Benefits of CryptoHub integration through CNG

Integrating with CryptoHub provides the following benefits:
  • HSM-protected signing key: The OCSP response signing key is generated as a non-exportable key inside CryptoHub through the Futurex FXCL KMES CNG provider, so the private key never leaves the HSM and cannot be extracted from the OCSP server.
  • Signing operations inside the HSM: Every OCSP response is signed in the HSM. The certutil -repairstore link and the Signature test passed confirmation verify that the installed signing certificate is bound to its HSM-resident key before the Online Responder is brought online.
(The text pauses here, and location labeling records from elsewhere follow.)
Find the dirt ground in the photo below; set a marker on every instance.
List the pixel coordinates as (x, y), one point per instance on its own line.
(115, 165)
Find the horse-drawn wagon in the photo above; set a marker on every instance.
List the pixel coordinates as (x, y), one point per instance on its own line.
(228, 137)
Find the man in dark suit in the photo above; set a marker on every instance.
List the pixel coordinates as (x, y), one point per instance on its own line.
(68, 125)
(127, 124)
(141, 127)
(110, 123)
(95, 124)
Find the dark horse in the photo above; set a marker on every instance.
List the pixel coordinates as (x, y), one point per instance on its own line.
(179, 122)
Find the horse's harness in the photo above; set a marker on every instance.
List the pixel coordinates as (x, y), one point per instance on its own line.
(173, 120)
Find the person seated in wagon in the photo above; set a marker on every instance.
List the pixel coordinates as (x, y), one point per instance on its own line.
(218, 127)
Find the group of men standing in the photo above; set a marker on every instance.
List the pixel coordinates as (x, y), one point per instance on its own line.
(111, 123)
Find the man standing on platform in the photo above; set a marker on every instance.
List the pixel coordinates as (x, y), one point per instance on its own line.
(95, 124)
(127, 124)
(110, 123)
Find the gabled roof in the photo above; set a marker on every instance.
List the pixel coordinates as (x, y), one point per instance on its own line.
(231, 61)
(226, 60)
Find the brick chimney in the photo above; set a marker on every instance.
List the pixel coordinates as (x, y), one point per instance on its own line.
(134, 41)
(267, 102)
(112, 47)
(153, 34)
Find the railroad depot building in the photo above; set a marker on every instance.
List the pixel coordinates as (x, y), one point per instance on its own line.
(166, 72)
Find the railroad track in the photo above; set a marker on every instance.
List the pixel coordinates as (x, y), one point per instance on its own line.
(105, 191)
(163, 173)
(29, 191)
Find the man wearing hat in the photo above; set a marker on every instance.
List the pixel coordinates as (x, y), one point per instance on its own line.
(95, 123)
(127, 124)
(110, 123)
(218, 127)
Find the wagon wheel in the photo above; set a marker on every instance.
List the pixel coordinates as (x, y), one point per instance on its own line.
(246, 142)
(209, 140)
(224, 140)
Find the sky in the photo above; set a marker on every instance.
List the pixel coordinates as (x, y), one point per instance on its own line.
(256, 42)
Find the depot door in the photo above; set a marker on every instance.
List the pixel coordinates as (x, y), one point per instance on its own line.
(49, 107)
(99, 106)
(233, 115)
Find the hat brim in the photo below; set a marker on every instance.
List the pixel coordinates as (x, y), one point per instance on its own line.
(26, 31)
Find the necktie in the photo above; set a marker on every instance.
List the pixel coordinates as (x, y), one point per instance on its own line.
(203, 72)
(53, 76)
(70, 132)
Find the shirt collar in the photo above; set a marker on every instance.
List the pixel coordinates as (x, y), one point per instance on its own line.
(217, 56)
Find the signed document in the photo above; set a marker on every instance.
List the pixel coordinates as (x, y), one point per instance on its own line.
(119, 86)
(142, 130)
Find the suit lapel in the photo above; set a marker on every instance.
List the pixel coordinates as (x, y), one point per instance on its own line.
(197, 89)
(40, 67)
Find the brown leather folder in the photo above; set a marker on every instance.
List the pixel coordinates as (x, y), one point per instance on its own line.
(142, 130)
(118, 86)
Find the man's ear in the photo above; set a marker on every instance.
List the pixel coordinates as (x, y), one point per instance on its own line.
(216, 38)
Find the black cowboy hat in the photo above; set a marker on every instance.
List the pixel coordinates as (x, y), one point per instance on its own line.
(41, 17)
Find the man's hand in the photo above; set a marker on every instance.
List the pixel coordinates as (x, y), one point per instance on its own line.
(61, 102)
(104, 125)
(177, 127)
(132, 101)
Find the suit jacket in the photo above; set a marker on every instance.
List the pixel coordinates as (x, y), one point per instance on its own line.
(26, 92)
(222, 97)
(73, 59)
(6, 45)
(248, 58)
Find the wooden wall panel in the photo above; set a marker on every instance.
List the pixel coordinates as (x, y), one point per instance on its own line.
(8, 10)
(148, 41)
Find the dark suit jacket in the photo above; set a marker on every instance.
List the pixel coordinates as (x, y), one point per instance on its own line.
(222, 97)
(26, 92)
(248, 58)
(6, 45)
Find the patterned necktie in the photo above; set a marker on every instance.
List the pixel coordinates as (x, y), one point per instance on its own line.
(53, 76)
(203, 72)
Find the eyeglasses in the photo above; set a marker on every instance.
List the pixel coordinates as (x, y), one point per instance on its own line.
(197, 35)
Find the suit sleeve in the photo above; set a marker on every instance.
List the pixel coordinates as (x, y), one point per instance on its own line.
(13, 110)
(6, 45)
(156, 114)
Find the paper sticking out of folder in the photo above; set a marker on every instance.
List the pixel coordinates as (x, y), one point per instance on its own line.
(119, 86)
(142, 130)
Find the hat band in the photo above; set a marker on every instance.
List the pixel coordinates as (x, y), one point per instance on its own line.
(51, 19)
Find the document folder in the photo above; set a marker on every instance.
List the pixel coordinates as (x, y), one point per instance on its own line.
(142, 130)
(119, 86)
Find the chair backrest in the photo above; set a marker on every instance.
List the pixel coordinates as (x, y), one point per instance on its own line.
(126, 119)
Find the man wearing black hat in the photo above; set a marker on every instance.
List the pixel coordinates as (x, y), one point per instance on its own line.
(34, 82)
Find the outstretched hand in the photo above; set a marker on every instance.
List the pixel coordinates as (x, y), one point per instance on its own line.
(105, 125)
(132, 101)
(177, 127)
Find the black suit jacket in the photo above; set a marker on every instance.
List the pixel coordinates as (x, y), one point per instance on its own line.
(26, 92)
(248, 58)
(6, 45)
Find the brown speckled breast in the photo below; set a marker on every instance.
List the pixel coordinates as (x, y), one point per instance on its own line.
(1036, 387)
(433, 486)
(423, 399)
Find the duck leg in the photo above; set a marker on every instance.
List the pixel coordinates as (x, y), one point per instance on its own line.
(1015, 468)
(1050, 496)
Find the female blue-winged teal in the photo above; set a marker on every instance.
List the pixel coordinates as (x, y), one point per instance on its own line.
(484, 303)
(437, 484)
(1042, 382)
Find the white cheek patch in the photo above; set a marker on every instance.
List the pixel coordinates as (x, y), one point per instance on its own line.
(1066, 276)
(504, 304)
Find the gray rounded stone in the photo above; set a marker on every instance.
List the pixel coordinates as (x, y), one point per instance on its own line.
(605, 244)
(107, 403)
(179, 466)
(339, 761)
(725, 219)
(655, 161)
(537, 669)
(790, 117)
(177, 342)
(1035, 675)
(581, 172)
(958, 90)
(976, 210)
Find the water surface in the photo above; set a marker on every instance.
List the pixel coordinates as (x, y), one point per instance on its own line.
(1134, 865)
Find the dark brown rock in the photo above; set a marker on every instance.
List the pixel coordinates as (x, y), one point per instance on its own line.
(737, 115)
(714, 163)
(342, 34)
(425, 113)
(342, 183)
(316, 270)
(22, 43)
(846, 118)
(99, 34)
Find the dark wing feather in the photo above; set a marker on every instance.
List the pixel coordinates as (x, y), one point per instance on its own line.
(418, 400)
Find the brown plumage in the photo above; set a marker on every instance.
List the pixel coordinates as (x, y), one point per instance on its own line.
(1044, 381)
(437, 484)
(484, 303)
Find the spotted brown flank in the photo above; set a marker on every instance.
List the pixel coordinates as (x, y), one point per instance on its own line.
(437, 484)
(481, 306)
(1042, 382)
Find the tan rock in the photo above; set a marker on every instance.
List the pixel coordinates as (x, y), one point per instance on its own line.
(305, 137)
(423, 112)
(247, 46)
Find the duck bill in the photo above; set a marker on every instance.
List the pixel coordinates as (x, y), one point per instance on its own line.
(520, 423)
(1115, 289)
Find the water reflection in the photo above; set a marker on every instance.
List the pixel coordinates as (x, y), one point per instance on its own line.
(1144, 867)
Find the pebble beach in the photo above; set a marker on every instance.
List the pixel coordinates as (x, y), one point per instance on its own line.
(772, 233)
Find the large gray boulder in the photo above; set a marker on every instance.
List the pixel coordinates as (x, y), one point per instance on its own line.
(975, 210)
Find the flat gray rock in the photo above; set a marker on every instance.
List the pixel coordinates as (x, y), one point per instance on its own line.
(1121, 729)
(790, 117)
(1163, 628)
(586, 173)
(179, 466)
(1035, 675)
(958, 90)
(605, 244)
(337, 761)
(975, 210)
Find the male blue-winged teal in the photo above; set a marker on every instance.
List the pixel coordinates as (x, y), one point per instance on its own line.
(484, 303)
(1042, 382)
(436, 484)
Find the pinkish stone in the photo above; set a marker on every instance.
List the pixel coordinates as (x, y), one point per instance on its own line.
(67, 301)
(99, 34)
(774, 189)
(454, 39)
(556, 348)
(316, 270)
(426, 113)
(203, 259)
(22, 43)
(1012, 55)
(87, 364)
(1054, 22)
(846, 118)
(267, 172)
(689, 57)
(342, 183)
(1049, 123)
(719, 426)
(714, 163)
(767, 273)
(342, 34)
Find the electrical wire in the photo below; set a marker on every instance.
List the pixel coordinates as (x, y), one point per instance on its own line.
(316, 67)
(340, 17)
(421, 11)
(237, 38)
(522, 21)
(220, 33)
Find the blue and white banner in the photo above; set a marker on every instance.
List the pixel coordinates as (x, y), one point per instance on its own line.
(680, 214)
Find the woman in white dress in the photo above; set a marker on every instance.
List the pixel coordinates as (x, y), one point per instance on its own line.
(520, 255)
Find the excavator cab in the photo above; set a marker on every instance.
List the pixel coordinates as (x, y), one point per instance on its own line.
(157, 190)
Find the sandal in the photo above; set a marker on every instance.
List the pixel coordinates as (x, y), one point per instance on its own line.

  • Compliance advantage: Keeping the OCSP signing key in a CryptoHub helps you meet stringent regulatory requirements for secure key management, such as FIPS 140-2 or other industry-specific standards.
  • Centralized key management: Using a CryptoHub centralizes the storage and management of cryptographic keys, making them easier to manage and more secure against potential threats.
  • Operational resilience: CryptoHub has high availability and failover capabilities, ensuring that revocation responses remain available and reliable.